We cried a lot of tears. And if you’re a special needs parent, please hear this: It is normal to cry over a diagnosis. The dreams you’ve had for decades, have had to do a life shift. But also hear this: You can do this, and you will dream for your child again. You may not be in that place now; it took my husband and I almost a year and a half to get there. We still have our days, like any parent, but with God’s help we are doing this special needs parenting thing. The thing I was most afraid to do in life, we are doing it, and rocking it quite frankly.

What I learned from all the time in the hospital, and a lot of reflection, is that anyone of us is just one hospital visit away from having a special needs child. I don’t say that to scare you, I say it to help you empathize, so that when you see a special needs family out and about you can engage them. I used to see parents with special needs kids and think, “Oh man, that stinks, that must be so hard” and go on my way. But now, I try not to see the “special need” but the child. A great way to interact would be to start by asking the child’s name and asking the parent to tell you about them. People are often too scared to approach a special needs family. I’d understand that if you saw me working the floor at a hospital (mamma bear here), but not at the mall. I’m shopping like you with my uncontrollable, tantrum prone, strong willed toddler. I’m just trying to make it, like you. You get it, because you’re a mom, we have that in common.

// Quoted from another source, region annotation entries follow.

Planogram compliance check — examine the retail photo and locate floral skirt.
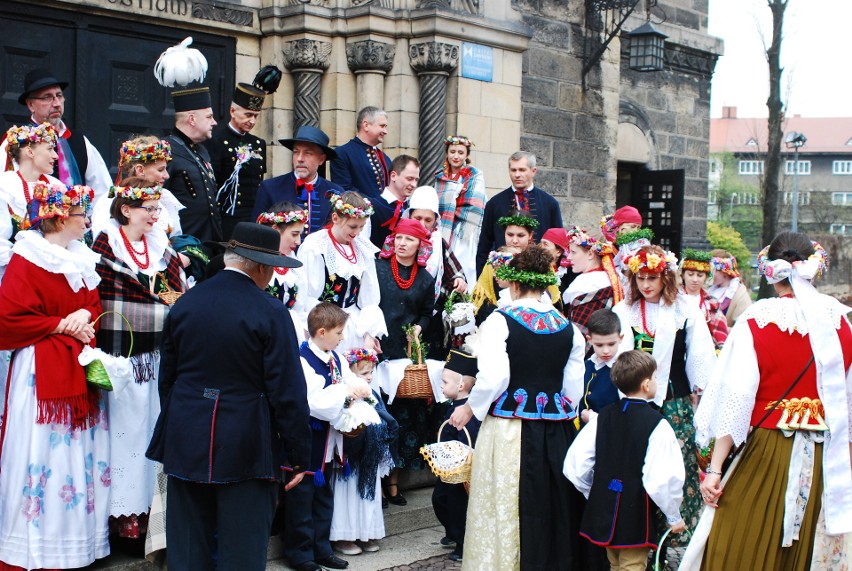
[0,347,111,569]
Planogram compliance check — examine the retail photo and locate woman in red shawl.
[0,184,110,569]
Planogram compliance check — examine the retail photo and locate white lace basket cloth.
[420,420,473,484]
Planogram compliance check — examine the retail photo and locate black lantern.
[628,22,668,71]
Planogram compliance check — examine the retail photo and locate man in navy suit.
[147,222,311,571]
[476,151,562,275]
[253,125,343,234]
[331,107,391,200]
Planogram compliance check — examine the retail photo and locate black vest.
[491,307,577,421]
[580,399,663,547]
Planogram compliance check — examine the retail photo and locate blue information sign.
[462,42,494,82]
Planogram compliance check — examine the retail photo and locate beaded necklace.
[118,226,151,270]
[391,256,417,289]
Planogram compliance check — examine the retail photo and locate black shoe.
[317,555,349,569]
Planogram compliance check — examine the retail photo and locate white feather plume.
[154,36,207,87]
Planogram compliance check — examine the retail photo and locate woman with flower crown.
[298,191,388,352]
[450,246,588,571]
[681,232,852,571]
[562,226,624,335]
[0,184,110,570]
[612,245,716,546]
[92,177,186,540]
[257,201,310,343]
[435,135,488,284]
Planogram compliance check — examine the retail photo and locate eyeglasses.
[30,93,65,103]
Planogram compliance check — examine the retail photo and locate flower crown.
[615,228,654,247]
[681,248,711,274]
[118,140,172,170]
[494,264,558,289]
[444,135,473,149]
[710,256,740,278]
[257,210,308,226]
[329,194,375,218]
[343,347,379,365]
[624,250,677,275]
[21,183,95,230]
[107,185,163,202]
[757,240,828,278]
[497,216,538,232]
[6,123,56,148]
[487,250,515,270]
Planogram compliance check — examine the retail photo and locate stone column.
[282,39,331,132]
[408,42,459,177]
[346,40,396,109]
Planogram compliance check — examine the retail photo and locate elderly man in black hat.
[204,66,281,240]
[0,69,112,200]
[164,87,225,242]
[147,222,311,571]
[254,125,343,233]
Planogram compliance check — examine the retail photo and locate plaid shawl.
[92,232,186,382]
[435,161,487,248]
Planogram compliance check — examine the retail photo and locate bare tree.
[758,0,789,298]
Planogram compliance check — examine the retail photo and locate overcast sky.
[709,0,852,117]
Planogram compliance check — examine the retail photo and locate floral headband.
[21,183,95,230]
[257,210,308,226]
[343,348,379,365]
[624,250,677,275]
[757,240,828,284]
[107,185,163,202]
[329,194,374,218]
[6,123,56,148]
[487,250,515,270]
[710,256,740,278]
[497,216,538,232]
[681,248,711,274]
[494,264,558,289]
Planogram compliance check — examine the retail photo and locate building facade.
[0,0,722,248]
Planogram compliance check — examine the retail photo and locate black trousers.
[166,476,278,571]
[432,481,468,555]
[281,472,334,566]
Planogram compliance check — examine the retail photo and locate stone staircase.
[85,472,447,571]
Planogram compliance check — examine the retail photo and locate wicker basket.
[86,311,133,391]
[420,420,473,484]
[396,343,435,399]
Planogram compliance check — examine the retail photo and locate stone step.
[85,480,445,571]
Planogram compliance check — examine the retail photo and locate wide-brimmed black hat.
[278,125,337,160]
[18,68,68,105]
[219,222,302,268]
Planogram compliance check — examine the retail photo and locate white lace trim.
[12,230,101,292]
[738,295,850,335]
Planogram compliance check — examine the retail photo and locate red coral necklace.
[118,227,151,270]
[391,256,417,289]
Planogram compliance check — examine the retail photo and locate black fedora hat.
[220,222,302,268]
[278,125,337,160]
[18,68,68,105]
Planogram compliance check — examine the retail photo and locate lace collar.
[12,230,101,292]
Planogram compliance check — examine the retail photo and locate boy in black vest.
[432,349,481,561]
[282,302,372,571]
[563,351,686,571]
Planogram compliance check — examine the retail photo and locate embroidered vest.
[491,307,577,421]
[580,399,663,547]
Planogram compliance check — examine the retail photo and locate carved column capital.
[346,40,396,75]
[281,39,331,73]
[408,42,459,75]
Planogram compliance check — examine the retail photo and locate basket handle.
[92,311,133,359]
[438,418,473,448]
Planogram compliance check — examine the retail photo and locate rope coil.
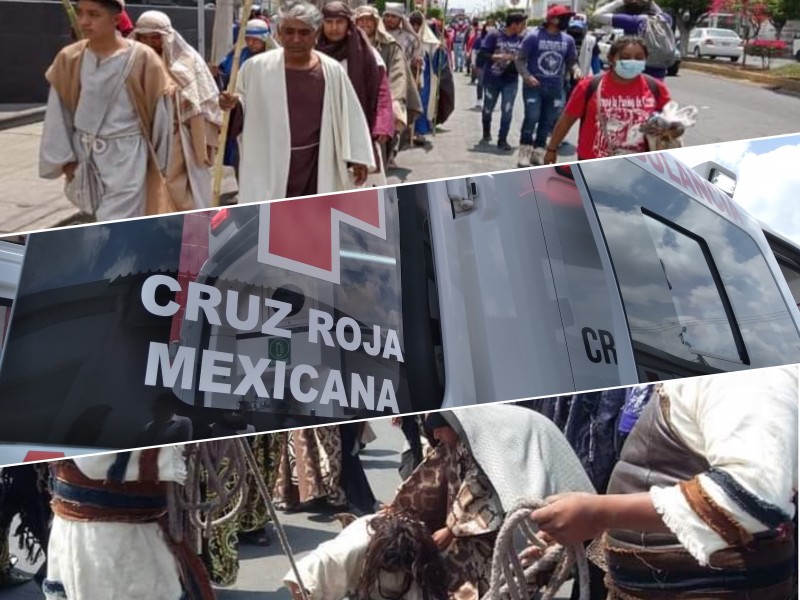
[481,499,589,600]
[168,437,308,600]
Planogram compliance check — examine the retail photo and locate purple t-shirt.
[522,27,575,87]
[481,29,522,84]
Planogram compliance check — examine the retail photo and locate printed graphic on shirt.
[592,96,656,156]
[537,39,569,77]
[491,36,522,77]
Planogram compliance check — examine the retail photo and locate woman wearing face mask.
[544,36,670,164]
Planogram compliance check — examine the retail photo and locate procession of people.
[34,0,692,221]
[0,366,798,600]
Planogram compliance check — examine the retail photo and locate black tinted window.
[581,159,800,379]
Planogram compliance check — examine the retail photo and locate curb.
[681,59,800,94]
[0,106,46,131]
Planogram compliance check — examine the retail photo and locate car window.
[708,29,739,39]
[581,155,800,380]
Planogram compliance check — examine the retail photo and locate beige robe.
[45,40,175,215]
[237,48,375,203]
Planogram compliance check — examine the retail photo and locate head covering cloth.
[317,0,381,131]
[132,10,222,125]
[441,404,595,512]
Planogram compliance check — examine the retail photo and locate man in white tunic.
[43,446,213,600]
[39,0,173,221]
[531,365,799,600]
[133,10,222,210]
[220,2,375,203]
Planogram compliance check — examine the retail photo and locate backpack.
[642,15,675,69]
[581,73,661,121]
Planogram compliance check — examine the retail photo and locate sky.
[671,135,800,245]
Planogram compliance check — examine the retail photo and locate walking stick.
[61,0,83,40]
[211,0,253,208]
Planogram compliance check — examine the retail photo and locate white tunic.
[237,48,375,204]
[650,365,800,565]
[283,515,423,600]
[45,446,186,600]
[39,42,172,221]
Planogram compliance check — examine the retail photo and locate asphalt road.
[0,63,800,235]
[390,64,800,183]
[0,419,572,600]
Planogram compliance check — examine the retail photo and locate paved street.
[0,419,572,600]
[0,69,800,233]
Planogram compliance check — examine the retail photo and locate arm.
[544,112,580,165]
[39,87,78,179]
[592,0,625,26]
[530,492,669,544]
[650,366,798,564]
[514,36,539,87]
[152,95,173,173]
[372,69,395,138]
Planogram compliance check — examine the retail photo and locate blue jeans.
[519,85,564,148]
[482,77,519,141]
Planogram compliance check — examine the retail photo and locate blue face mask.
[614,60,645,79]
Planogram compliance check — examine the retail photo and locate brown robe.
[45,40,176,215]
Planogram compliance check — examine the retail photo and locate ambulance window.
[778,260,800,307]
[632,211,742,362]
[0,298,11,354]
[581,159,800,381]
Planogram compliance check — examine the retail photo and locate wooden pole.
[211,0,253,208]
[61,0,83,40]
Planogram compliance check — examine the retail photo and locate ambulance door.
[530,167,637,391]
[580,155,800,381]
[427,171,574,406]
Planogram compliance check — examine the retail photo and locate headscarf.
[442,404,595,512]
[133,10,222,125]
[317,0,381,131]
[244,19,271,43]
[353,4,397,44]
[383,2,417,35]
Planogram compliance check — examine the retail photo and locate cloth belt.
[51,460,214,600]
[604,531,797,600]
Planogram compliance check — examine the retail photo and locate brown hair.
[357,512,447,600]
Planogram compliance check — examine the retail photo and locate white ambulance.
[0,154,800,464]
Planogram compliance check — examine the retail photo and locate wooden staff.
[61,0,83,40]
[211,0,253,208]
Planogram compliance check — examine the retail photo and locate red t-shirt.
[564,73,670,159]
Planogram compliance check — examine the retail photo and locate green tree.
[764,0,788,40]
[658,0,711,56]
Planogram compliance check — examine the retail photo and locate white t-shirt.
[650,365,800,565]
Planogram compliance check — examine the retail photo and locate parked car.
[689,27,744,62]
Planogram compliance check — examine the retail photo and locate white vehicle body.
[0,154,800,464]
[688,27,744,62]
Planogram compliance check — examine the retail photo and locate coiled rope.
[481,499,589,600]
[168,437,308,600]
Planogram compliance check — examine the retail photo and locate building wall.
[0,0,214,104]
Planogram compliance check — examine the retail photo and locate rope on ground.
[482,499,589,600]
[168,437,308,600]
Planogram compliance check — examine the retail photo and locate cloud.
[672,141,800,244]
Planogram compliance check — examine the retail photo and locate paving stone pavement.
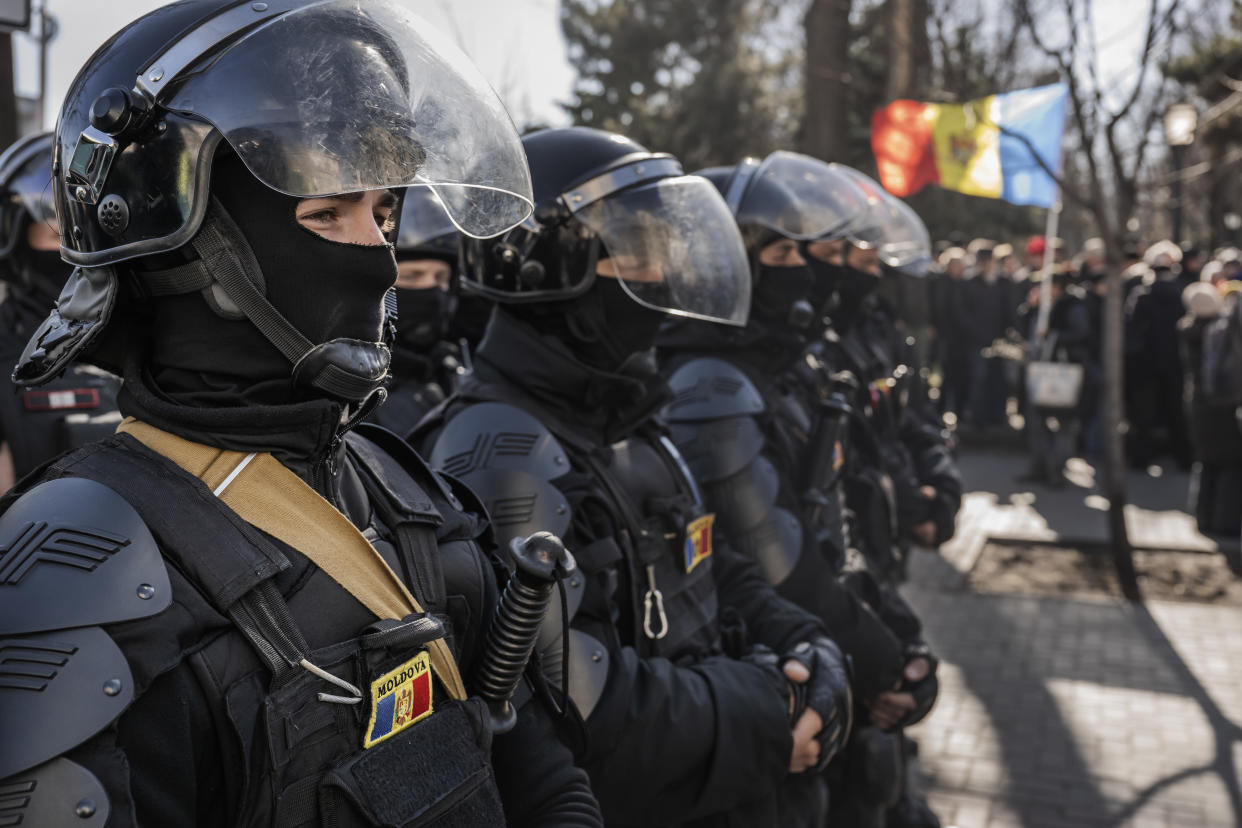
[903,456,1242,828]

What I’d like to tell other moms is we want to be included too, even though our kids are different. I want you to teach your child that all children matter, and that even though my daughter walks funny now, the fact that she walks, on her own, is a total miracle from God. If you asked me to tell you about Reagan, I’d tell you she had a traumatic brain injury when she was 13 months old and that the doctors told us she would never walk or do anything in life, so what you are witnessing is a walking miracle!! How often do you see that? #daymade

I’m hoping that by sharing our story, when you see a child with special needs, you can have compassion, and realize we’re just trying to make it as a family, like you are. The biggest difference is we are fighting for typical milestones as often as we fight hospitals and insurance companies. We fit blood draws and therapy appointments in between preschool and having a date. We want to feel included in this world, we want our children to make friends and do great things. We are part of the special needs community, but we also want our kids to be accepted amongst all of their peers with open arms.